5. **Advanced Topics**:
- **Ensemble Methods**: Random Forests and Gradient Boosting improve decision trees by reducing variance and bias.
- **Model Comparison**: Use validation sets to compare models and avoid overfitting.
6. **Summary**:
- **Skills Acquired**: Data preparation, decision tree classification, and model evaluation.
- **Future Topics**: Dashboards and summaries for data visualization and reporting.
![[lecture_13.pdf]]
1. **Model Evaluation Basics**:
- **Overfitting**: When a model fits the training data too well, leading to poor performance on new data.

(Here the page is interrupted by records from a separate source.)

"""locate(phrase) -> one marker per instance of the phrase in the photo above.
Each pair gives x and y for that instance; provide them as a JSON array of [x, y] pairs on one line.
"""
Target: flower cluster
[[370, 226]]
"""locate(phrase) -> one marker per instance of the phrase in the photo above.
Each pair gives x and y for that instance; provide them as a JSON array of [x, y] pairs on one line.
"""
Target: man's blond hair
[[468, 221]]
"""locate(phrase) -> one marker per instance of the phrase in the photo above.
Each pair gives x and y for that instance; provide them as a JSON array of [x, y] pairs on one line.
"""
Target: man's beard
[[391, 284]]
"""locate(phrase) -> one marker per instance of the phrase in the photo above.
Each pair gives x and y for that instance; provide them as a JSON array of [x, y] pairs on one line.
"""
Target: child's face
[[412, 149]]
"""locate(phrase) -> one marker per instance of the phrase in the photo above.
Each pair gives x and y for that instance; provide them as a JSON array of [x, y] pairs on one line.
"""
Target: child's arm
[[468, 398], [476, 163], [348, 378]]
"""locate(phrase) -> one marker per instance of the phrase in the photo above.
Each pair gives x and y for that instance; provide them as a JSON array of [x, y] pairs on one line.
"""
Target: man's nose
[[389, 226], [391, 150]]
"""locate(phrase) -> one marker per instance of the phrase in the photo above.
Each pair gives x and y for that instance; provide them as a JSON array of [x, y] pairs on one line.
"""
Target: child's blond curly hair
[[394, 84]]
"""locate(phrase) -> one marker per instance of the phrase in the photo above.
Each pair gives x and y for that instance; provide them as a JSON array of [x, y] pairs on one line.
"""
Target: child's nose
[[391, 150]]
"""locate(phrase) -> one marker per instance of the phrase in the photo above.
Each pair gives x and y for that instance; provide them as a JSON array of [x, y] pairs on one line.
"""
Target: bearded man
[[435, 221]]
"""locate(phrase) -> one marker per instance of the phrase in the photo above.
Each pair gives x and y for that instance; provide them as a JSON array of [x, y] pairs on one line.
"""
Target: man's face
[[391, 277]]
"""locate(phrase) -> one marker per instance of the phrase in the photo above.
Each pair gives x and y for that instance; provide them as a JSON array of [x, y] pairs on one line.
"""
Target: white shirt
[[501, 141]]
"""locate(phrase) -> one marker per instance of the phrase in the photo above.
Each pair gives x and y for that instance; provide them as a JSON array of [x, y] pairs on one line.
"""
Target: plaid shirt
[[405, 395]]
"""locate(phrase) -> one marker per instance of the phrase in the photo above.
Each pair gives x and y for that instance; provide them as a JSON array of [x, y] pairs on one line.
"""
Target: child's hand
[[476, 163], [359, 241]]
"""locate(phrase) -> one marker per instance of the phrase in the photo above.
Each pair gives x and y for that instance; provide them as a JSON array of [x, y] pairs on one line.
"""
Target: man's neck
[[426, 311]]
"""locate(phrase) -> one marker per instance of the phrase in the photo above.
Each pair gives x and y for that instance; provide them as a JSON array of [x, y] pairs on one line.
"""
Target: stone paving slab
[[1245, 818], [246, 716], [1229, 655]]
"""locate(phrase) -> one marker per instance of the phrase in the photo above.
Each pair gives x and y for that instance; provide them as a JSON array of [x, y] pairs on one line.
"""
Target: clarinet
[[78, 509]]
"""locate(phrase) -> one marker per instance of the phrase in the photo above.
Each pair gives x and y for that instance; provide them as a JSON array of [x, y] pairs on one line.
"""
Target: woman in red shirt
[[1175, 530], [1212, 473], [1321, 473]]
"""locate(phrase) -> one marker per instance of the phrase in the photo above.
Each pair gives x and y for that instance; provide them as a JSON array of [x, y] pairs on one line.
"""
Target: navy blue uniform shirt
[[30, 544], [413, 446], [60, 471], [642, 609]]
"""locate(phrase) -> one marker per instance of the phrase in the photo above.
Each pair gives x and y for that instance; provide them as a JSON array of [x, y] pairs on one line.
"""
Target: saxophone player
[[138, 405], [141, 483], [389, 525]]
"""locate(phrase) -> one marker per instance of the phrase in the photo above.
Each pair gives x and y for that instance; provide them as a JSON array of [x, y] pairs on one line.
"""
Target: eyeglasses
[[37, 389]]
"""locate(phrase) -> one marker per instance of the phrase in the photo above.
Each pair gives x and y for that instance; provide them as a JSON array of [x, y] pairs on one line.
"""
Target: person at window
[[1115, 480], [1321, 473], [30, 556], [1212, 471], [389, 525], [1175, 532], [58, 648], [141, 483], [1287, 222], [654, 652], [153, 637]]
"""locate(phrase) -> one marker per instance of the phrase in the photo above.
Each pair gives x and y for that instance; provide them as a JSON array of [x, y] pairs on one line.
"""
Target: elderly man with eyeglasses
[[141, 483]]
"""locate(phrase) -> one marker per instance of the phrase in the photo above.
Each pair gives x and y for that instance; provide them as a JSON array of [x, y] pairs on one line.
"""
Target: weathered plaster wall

- **Underfitting**: When a model is too simple to capture the data's structure, resulting in poor performance on both training and test data.
2. **Data Splitting**:
- **Train-Test Split**: Commonly used to evaluate model performance. Typical splits are 80% for training and 20% for testing.
- **Train-Validation-Test Split**: Used to compare different models by having separate training, validation, and test sets.
3. **Evaluation Metrics**:
- **Regression Metrics**:
- **Mean Squared Error (MSE)**: Average of squared differences between predicted and actual values.
- **Mean Absolute Error (MAE)**: Average of absolute differences.
- **Mean Absolute Percentage Error (MAPE)**: Average of percentage differences.
- **Classification Metrics**:
- **Confusion Matrix**: Tabulates true positives (TP), false positives (FP), true negatives (TN), and false negatives (FN).
- **Accuracy**: (TP + TN) / (TP + TN + FP + FN).
- **Precision**: TP / (TP + FP).
- **Recall**: TP / (TP + FN).
- **F1 Score**: Harmonic mean of precision and recall, given by \( $F1 = 2 \times \frac{\text{Precision} \times \text{Recall}}{\text{Precision} + \text{Recall}}$ \).
4. **Example Calculations**:
- **Confusion Matrix Example**:
- Accuracy: \( $\frac{4 + 1}{10} = 0.5$ \)
- Precision: \( $\frac{4}{6} \approx 0.66$ \)
- Recall: \( $\frac{4}{7} \approx 0.57$ \)
- F1 Score: \( $\frac{2 \times 0.66 \times 0.57}{0.66 + 0.57} \approx 0.31$ \)
5. **Interpreting Results**:
- **Baseline Comparison**: Always compare model performance against a naive reference (e.g., predicting the majority class).
- **Contextual Relevance**: Accuracy alone may not indicate practical usefulness; consider domain context and baseline performance.
6. **Summary**:
- **Skills Acquired**: Understanding of evaluation metrics and their application in assessing machine learning models.
- **Future Topics**: Advanced evaluation techniques and model optimization strategies.